Am Sonntag, den 4. Dezember findet in Italien eine Volksabstimmung über eine Änderung der Verfassung statt. Das ist vor allem deshalb relevant, weil im Fall einer Ablehnung die politische Unsicherheit ansteigen würde.
Gegenseitige Blockade
Bei der Volksabstimmung geht es im Prinzip um erstens eine Zentralisierung (=Schwächung der Regionen) und zweitens um eine Erleichterung für die Beschlussfassung von Gesetzen im Parlament (=Schwächung des Senats, der zum Unterhaus gleichberechtigt ist). Damit soll die gegenseitige Blockade der politischen Institutionen abgebaut werden.

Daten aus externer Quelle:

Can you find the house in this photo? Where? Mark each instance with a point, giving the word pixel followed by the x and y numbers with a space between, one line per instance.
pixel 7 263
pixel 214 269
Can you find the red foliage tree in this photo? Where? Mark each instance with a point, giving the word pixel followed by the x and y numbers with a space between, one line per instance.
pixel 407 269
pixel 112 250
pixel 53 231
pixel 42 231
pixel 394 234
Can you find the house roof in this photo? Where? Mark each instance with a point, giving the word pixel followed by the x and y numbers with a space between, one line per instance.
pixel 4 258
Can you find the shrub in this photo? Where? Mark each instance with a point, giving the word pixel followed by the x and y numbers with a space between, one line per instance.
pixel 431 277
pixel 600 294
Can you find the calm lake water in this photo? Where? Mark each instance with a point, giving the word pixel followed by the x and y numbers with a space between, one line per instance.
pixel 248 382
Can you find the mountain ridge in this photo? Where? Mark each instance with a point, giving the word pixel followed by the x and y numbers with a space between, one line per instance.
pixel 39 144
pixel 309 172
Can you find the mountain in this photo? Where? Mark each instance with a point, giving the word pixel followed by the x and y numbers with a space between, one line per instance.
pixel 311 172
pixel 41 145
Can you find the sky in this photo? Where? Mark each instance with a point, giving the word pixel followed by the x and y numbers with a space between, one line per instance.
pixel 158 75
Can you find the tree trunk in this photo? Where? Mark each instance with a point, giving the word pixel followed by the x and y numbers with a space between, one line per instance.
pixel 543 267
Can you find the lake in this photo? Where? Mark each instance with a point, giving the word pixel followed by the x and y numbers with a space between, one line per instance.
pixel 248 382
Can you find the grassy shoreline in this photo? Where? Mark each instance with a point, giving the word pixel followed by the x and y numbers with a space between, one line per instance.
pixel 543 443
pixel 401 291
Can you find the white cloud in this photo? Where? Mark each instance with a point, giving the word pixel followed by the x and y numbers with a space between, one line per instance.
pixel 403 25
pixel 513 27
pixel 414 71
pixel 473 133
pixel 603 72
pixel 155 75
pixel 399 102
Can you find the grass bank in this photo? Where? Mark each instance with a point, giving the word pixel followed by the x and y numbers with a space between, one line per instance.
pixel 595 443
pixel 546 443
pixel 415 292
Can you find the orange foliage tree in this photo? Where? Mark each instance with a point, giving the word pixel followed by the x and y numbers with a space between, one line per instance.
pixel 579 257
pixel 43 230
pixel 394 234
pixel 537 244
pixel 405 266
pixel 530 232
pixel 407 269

Negative volkswirtschaftliche Entwicklung
Die Motivation für die Verfassungsänderung kann mit der schlechten volkswirtschaftlichen Entwicklung erklärt werden, die die Notwendigkeit von Strukturreformen erhöht hat. Das Bruttoinlandsprodukt stagniert seit 2008, die Staatsschulden sind hoch (133% der Wirtschaftsleistung), ebenso wie die Arbeitslosenrate (11,5%) und der Anteil der not leidenden Kredite am Gesamtkreditvolumen (16%). In diesem Umfeld ist es wenig verwunderlich, dass italienische Bankaktien seit Juli 2016 um mehr als 50% eingebrochen sind, und der Renditeaufschlag der italienischen auf die deutschen Staatsanleihen mit einer Laufzeit von zehn Jahren bei aktuell 1,7 Prozentpunkten auf ein Zwei-Jahres-Hoch angestiegen ist. Der gegenseitige Blockade, der Unwille für Reformen sowie die Unmöglichkeit einer Währungsabwertung erhöhen den Druck für eine „interne“ Abwertung. Das heißt, der Druck für fallende Preise nimmt zu. Tatsächlich hat die Konsumentenpreisinflation, genauer die Kernrate ohne die schwankungsfreudigen Teile wie Energie und Nahrungsmittel, im Oktober einen neuen Tiefstand von nur noch 0,2% im Jahresabstand erreicht.
Anti-Establishment
Die Wahlen finden vor dem Hintergrund des weltweiten Aufschwungs der Anti-Establishment Bewegung statt. Könnte nach dem Brexit-Referendum und den Wahlsieg von Donald Trump das Anti-Lager die dritte wichtige Wahl in diesem Jahr gewinnen? Die Umfragen deuten auf ein Kopf-an-Kopf Rennen, wobei zuletzt das Nein-Lager leicht in Führung gelegen ist. Die Besonderheit der Abstimmung in Italien ist, dass Premier Renzi für Reformen eintritt. Aber er ist gleichzeitig auch für die EU, ein Vertreter des Establishments und verspricht keine leichten Lösungen.
Zwei Sicherheitsnetzte
Für den Fall eines „Runs“ auf Bankaktien und Staatsanleihen bestehen im Prinzip zwei Fangnetzte zur Verfügung. Erstens: Wenn die Finanzstabilität in einem Land gefährdet ist, darf der Staat den Banken Finanzhilfe gewähren. Zweitens: Die Europäische Zentralbank könnte das OMT-Programm (Outright Monetary Transactions) aktivieren und italienische Staatsanleihen kaufen. Das Kaufvolumen ist theoretische unbegrenzt aber an Auflagen geknüpft. Zudem wäre die Aktivierung wahrscheinlich mit politischem Widerstand von anderen Staaten konfrontiert. Auf kurze Sicht könnte die Europäische Zentralbank den Kaufschlüssel im aktuellen Anleiheankaufsprogramm zugunsten von Italien ändern.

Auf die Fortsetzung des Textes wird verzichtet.